In the familiar fashion of a Todd Haynes film, where a character’s silence can speak crushing volumes or a close-up shot makes them feel trapped, Joe’s emotional remoteness becomes reflected during a pivotal graduation scene towards the end. As the camera captures Joe seeing his kids grace the graduation podium, it gets a shot of him watching alone. He breaks down as it hits him that they’re not only leaving him at the nest but about to live out the normal adulthood he never had. Although Joe won’t be in the nest alone as he’s living out his marriage with Gracie, the camera closing in on him symbolizes how encased he feels. 
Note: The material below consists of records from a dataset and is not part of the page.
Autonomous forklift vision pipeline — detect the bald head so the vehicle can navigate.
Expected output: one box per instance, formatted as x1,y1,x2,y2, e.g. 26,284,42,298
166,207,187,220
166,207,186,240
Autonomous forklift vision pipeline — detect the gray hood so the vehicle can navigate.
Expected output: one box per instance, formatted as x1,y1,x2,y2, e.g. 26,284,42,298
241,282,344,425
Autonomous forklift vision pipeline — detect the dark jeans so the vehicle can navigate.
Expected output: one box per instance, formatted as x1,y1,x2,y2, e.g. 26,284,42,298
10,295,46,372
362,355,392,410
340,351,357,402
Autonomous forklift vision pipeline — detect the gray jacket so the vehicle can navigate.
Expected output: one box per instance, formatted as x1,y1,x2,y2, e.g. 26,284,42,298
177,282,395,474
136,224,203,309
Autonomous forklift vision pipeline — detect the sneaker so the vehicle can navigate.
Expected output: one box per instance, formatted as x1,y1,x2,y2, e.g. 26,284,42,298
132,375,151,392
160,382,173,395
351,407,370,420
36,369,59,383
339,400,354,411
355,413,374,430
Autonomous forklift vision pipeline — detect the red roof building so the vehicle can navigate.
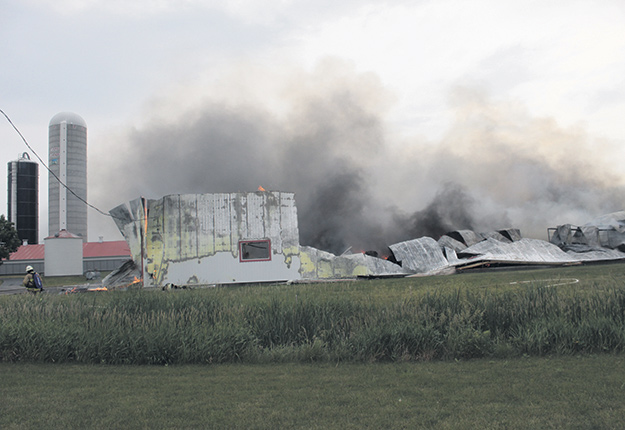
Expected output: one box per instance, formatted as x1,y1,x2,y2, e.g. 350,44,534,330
0,240,132,275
With a similarly gritty look as the cinematography in “Safe,” and a similarly ominous score that sometimes plays over seemingly benign moments, “May December” feels connected to its predecessors in Moore and Haynes’ unofficial suburban ennui trilogy. Instead of capturing the simple act of a car driving, it shows birds chirping and butterflies flying with the eerie music highlighting the ill-fated underpinnings that will follow. From the opening credits of “May December” to the luscious cinematography in “Far From Heaven,” Haynes finds ways to mask or stress the darkness beneath the ordinary, but his greatest asset remains a close-up of his leading lady. May this actress-director collaboration only continue.